Abstract

This article explores the relationship between minstrelsy and rough Anglo-Celtic youths, or larrikins, in late nineteenth-century Australia. It shows that in the 1880s, larrikins were drawn to blackface minstrel characters, especially dandy characters, who carried themselves with a deliberately burlesque panache. There were definite similarities here between Australian larrikins and the poor Irish-American workers discussed by historians of minstrelsy in 1830-40s New York. Like these American workers, larrikins used minstrelsy to identify with a symbolically black masculinity at the same time as they attempted to assert superiority over non-white peoples. Nonetheless, the racial and social conditions in late-colonial Australia were not the same as those in New York earlier in the century. Much of this article is thus an attempt to think through the particularities of larrikins' relationship to minstrelsy.

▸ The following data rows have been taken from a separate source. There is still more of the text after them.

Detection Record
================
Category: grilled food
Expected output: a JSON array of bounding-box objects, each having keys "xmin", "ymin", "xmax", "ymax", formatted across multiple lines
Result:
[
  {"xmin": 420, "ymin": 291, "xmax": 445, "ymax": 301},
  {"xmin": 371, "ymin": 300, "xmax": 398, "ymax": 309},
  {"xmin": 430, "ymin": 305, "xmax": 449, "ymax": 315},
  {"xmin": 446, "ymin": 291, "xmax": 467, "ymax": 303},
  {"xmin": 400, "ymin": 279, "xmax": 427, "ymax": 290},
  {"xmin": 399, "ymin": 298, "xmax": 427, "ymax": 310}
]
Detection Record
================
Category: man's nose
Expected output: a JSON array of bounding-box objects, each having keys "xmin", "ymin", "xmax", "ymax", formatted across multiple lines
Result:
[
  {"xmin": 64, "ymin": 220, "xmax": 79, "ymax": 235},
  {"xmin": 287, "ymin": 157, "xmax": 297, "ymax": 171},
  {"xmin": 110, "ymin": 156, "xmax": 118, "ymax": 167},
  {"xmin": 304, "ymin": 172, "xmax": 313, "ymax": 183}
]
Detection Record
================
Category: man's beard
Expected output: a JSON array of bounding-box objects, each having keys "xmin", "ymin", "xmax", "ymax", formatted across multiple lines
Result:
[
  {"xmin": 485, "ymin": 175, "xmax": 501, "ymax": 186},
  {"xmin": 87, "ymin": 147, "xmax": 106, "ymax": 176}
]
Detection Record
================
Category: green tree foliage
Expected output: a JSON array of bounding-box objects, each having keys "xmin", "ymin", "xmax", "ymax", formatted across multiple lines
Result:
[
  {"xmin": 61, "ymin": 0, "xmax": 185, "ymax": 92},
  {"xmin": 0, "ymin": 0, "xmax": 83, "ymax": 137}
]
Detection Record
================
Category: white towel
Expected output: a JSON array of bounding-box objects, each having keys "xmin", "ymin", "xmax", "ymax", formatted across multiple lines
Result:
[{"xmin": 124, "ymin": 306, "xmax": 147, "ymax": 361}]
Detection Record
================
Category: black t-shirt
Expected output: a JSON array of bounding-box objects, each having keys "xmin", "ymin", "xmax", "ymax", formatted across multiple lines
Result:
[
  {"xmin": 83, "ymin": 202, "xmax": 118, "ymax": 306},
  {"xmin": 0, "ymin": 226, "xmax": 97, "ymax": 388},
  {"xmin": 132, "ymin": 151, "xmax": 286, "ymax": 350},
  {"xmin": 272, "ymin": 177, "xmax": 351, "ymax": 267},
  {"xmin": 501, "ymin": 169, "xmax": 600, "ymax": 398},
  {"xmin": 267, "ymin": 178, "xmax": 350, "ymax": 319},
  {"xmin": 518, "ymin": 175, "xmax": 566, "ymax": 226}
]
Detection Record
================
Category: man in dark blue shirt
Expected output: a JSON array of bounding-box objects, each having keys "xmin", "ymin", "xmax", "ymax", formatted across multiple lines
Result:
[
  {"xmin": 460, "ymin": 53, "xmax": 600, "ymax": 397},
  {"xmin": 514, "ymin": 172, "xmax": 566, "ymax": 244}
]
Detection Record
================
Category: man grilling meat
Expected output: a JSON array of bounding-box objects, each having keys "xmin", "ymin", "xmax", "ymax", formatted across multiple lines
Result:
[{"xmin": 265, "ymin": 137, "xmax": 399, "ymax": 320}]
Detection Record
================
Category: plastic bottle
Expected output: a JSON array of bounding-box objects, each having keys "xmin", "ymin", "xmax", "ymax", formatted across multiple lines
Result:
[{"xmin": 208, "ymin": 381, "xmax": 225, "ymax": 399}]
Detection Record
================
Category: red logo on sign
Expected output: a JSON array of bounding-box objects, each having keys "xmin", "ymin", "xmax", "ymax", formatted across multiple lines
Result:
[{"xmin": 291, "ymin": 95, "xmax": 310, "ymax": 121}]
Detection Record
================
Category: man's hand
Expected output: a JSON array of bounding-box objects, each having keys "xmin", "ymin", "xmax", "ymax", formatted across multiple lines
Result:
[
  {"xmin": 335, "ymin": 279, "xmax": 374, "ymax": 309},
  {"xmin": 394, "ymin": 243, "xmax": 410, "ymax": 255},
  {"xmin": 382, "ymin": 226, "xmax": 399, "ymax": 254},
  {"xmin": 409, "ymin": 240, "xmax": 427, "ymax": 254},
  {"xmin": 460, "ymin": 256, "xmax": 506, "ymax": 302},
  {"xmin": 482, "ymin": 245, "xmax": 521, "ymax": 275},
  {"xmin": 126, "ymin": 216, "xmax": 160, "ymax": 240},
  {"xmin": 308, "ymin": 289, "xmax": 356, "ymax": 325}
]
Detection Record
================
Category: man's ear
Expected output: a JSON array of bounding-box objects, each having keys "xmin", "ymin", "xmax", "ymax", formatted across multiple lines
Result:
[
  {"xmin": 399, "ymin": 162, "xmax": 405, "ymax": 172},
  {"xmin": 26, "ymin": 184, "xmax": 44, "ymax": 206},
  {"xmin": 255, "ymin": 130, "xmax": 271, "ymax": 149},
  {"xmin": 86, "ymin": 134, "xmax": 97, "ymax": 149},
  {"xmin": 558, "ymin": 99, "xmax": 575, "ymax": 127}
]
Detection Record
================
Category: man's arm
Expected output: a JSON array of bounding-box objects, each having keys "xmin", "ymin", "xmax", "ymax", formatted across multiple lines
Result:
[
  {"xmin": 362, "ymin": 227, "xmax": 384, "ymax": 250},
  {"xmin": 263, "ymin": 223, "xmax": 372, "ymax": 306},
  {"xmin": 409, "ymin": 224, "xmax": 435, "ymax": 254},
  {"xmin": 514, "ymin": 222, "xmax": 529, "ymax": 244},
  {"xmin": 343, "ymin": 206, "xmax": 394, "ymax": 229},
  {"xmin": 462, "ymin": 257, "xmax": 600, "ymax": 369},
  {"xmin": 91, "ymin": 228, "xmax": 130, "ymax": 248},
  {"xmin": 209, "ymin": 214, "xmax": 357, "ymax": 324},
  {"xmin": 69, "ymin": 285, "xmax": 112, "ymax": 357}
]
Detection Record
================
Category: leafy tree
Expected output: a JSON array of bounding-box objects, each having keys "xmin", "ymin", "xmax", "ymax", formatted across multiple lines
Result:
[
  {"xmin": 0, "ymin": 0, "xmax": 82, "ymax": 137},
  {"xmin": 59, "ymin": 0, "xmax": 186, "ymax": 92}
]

Above all, I suggest, the economic boom taking place in eastern Australia is necessary to explain the emergence of larrikinism in the 1870s and 1880s. It is also necessary to explain larrikins' attraction to minstrel dandies. Larrikins were involved in a combative relationship with boom culture, especially the ebullient working-class liberalism then flourishing in eastern Australia. Minstrel dandiers allowed larrikins to express something of this combative relationship, influencing their dress and behaviour. As symbols of a flamboyantly rough masculinity, they also represented a modern 'take' on bushranger and Newgate anti-heroes in Anglo-Australian popular culture.